What a great definition for primary prevention! Preventing sexual violence must go beyond changing individuals knowledge, attitudes and beliefs (though it does start there.) Prevention requires transforming a rape culture. There are many examples from countries other than the United States on how to address these issues.
The citation and more from the Executive Summary can be found after the jump.
Rachel Jewkes, Yandisa Sikweyiya, Robert Morrell, Kristin Dunkle,
Understanding men’s health and use of violence: – interface of rape and HIV in South Africa,
MRC Policy Brief, June 2009 Link to Article
From the Executive Summary:
South Africa has one of the highest rates of rape reported to the police in the world and the largest number of people living with HIV. The rate of rape perpetration is not known because only a small proportion of rapes are reported to the police. There is considerable concern about the links between these two problems. Obviously HIV can be transmitted in the course of rape and this compounds the human rights violation of the rape. Research has established that men who rape and are physically violent towards partners are more likely to engage in sexual risk-taking than other men, and this has raised a concern that they are more likely to be infected with HIV.
The findings highlight the very high prevalence of rape in South Africa and the high prevalence of HIV in the adult population. The prevalence of rape has similarities to that found in other studies in South Africa. The very high prevalence shows that generally rape is far too common, and its origins too deeply embedded in ideas about South African manhood, for the problem which can be predominantly addressed through strategies of apprehension and prosecution of perpetrators.
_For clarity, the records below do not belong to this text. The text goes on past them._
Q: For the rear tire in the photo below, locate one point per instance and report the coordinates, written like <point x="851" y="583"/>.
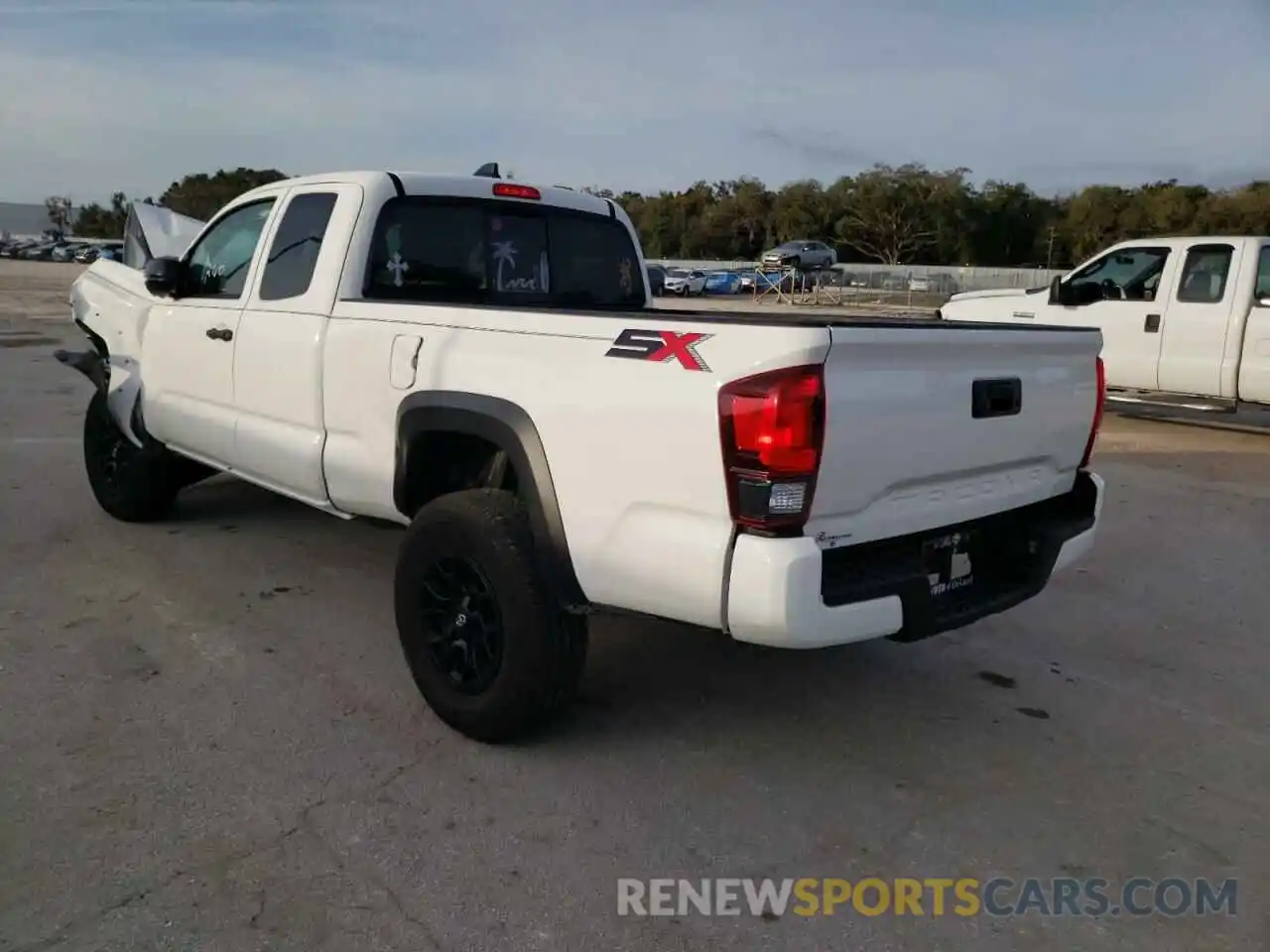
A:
<point x="493" y="654"/>
<point x="130" y="483"/>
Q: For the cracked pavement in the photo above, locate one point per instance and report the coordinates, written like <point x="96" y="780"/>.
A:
<point x="208" y="739"/>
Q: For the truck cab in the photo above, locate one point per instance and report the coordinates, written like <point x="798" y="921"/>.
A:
<point x="1184" y="320"/>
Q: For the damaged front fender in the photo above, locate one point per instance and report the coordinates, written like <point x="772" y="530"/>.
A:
<point x="86" y="362"/>
<point x="116" y="380"/>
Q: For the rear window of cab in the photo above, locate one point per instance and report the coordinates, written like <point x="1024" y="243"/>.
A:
<point x="504" y="254"/>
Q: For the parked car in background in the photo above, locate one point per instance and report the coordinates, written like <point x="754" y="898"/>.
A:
<point x="17" y="248"/>
<point x="656" y="280"/>
<point x="803" y="254"/>
<point x="1185" y="321"/>
<point x="722" y="284"/>
<point x="40" y="252"/>
<point x="683" y="282"/>
<point x="66" y="252"/>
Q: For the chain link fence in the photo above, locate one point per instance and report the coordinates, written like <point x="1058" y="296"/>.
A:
<point x="887" y="281"/>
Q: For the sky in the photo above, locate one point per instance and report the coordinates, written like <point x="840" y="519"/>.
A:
<point x="105" y="95"/>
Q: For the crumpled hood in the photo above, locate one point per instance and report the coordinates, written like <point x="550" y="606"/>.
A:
<point x="154" y="231"/>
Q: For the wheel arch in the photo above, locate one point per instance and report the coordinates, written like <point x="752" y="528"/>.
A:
<point x="509" y="428"/>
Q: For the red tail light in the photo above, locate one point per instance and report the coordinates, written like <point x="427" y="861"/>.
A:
<point x="506" y="189"/>
<point x="772" y="430"/>
<point x="1097" y="416"/>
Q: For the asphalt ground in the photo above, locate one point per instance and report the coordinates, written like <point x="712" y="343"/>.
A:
<point x="208" y="739"/>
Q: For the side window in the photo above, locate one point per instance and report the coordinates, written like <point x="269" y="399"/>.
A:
<point x="1262" y="289"/>
<point x="1128" y="275"/>
<point x="1205" y="275"/>
<point x="294" y="254"/>
<point x="220" y="262"/>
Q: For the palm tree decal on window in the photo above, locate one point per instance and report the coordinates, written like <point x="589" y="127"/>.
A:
<point x="504" y="254"/>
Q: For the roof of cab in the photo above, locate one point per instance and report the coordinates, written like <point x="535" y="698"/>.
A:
<point x="414" y="182"/>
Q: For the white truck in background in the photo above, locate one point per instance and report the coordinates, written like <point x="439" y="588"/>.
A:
<point x="1185" y="320"/>
<point x="480" y="361"/>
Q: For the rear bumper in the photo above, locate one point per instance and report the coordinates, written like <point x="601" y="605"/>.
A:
<point x="788" y="593"/>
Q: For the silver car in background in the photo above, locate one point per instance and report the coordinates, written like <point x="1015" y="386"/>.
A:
<point x="680" y="281"/>
<point x="803" y="254"/>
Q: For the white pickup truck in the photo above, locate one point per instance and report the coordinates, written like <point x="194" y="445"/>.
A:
<point x="1185" y="320"/>
<point x="480" y="361"/>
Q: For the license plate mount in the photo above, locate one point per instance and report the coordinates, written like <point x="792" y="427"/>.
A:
<point x="948" y="562"/>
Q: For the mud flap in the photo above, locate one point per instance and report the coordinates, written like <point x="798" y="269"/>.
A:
<point x="117" y="380"/>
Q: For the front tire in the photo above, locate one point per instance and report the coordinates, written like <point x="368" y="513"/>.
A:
<point x="130" y="483"/>
<point x="489" y="649"/>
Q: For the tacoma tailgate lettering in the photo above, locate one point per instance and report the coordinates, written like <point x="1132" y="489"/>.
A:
<point x="661" y="345"/>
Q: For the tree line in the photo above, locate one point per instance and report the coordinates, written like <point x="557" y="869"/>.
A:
<point x="889" y="214"/>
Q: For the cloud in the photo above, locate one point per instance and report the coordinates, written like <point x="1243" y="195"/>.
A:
<point x="103" y="95"/>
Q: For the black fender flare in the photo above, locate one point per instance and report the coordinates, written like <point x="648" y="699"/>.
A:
<point x="508" y="426"/>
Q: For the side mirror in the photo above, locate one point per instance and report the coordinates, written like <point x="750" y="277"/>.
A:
<point x="163" y="276"/>
<point x="1061" y="294"/>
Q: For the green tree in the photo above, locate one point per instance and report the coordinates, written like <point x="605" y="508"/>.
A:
<point x="200" y="195"/>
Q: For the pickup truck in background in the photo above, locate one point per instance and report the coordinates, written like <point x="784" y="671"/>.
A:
<point x="480" y="362"/>
<point x="1185" y="320"/>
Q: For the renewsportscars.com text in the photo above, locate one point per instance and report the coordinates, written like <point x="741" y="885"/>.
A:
<point x="934" y="896"/>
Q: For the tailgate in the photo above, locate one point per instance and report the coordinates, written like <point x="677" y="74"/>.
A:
<point x="907" y="451"/>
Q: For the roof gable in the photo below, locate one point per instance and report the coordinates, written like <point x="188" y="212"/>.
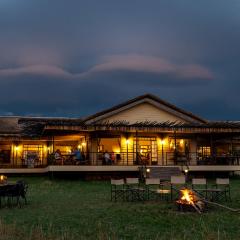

A much broader approach to rape prevention is required. This must entail intervening on the key drivers of the problem which include ideas of masculinity, predicted on marked gender hierarchy and sexual entitlement of men. Efforts to change these require interventions on structural dimensions of men’s lives, notably education and opportunities for employment and advancement. Our study suggests that the pathway which leads to these ideas and the practices of rape and other forms of violence towards women starts in childhood and strengthening families, and protecting children from exposure to adversity in childhood are critical for ensuring that men in the population develop psychologically as pro-social members of society.